4. Paper and pens. I have a small notebook in my purse for writing notes while I’m running around, and in a pinch, I can get it out and offer it to a bored child as drawing paper. I once kept my friend Alice’s son busy for almost 30 minutes at the table with my notebook, a pen, and a highlighter. And I came home with some wonderful illustrations of Tornado Boy and his unnamed sidekick, including some fight scenes with lots of “bif!” and “bam!” sound effects.
5. Washable placemats and books. Some restaurants have special kids placemats, with games and pictures to color. That’s great if your kids are into that, but if you’re not taking your kids to a place with custom corporate logo coloring mats, you can bring your own: eatsleepdoodle has some super cute cotton placemats that can be colored with washable markers and then laundered and reused. If your kids aren’t into drawing, try a wipe-clean activity book instead. Your kids might learn something while they’re waiting for their overpriced grilled cheese sandwiches to come to the table.
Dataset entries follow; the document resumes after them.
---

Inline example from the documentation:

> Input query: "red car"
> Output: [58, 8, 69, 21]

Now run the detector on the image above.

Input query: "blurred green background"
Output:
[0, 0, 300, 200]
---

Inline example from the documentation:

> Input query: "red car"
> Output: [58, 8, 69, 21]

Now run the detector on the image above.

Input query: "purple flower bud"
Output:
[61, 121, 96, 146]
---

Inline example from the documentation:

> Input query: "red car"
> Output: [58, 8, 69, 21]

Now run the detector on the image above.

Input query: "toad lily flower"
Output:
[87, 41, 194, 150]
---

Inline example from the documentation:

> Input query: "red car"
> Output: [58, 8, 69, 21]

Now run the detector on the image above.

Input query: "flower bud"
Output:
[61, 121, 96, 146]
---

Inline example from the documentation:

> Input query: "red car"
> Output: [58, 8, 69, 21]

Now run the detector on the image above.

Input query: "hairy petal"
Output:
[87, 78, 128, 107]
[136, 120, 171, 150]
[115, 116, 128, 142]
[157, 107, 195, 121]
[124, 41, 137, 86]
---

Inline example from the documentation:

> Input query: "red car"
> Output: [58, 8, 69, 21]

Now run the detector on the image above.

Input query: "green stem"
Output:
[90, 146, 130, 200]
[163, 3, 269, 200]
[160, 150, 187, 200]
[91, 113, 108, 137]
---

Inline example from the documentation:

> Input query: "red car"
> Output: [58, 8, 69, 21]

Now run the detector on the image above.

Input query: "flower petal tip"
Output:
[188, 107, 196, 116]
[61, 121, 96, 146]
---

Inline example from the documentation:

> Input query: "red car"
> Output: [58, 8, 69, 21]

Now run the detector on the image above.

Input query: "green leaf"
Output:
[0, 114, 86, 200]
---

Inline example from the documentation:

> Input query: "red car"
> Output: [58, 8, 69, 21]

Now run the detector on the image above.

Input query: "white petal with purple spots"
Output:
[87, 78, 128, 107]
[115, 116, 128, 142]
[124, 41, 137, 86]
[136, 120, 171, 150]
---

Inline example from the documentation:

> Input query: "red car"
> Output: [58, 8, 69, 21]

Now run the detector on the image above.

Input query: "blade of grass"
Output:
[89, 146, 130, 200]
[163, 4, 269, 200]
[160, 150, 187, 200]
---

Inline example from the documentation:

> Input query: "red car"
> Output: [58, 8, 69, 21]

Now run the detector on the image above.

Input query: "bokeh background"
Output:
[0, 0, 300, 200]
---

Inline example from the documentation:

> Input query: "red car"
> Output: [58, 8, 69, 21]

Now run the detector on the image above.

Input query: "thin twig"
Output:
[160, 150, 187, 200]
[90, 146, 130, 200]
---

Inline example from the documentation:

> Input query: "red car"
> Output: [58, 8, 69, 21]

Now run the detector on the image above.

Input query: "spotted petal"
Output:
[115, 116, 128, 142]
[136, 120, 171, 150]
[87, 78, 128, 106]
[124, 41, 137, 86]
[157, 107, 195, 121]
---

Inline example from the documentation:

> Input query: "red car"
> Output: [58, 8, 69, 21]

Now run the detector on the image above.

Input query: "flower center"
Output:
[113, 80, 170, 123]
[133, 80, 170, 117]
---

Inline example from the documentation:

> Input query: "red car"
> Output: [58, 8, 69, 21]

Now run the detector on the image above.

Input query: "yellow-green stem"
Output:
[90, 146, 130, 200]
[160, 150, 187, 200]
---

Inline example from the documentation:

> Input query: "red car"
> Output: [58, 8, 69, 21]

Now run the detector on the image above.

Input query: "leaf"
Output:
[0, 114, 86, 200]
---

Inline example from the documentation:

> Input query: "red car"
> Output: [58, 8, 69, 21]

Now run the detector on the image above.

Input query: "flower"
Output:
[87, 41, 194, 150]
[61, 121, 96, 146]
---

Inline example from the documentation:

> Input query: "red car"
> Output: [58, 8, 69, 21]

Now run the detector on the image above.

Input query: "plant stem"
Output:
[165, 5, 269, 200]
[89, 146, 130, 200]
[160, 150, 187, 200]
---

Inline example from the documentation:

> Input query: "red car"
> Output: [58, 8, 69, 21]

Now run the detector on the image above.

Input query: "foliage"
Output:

Bonus tip: For more helpful tips on keeping kids occupied at restaurants (especially if you’re dealing with very young children) let me recommend Asha Dornfest’s amazing site, Parent Hacks. Her archives are full of terrific ideas from parents, including a restaurant survival kit (with more ideas for that Play-Doh I mentioned), a super smart hack for spoons (make sure to read the comments) and a pitch for learning simple origami. Asha also has a book, also called Parent Hacks, that I would strongly suggest you read from cover to cover.
Do you have any kid-tested strategies for making restaurant eating fun and hassle free? I would love to hear them.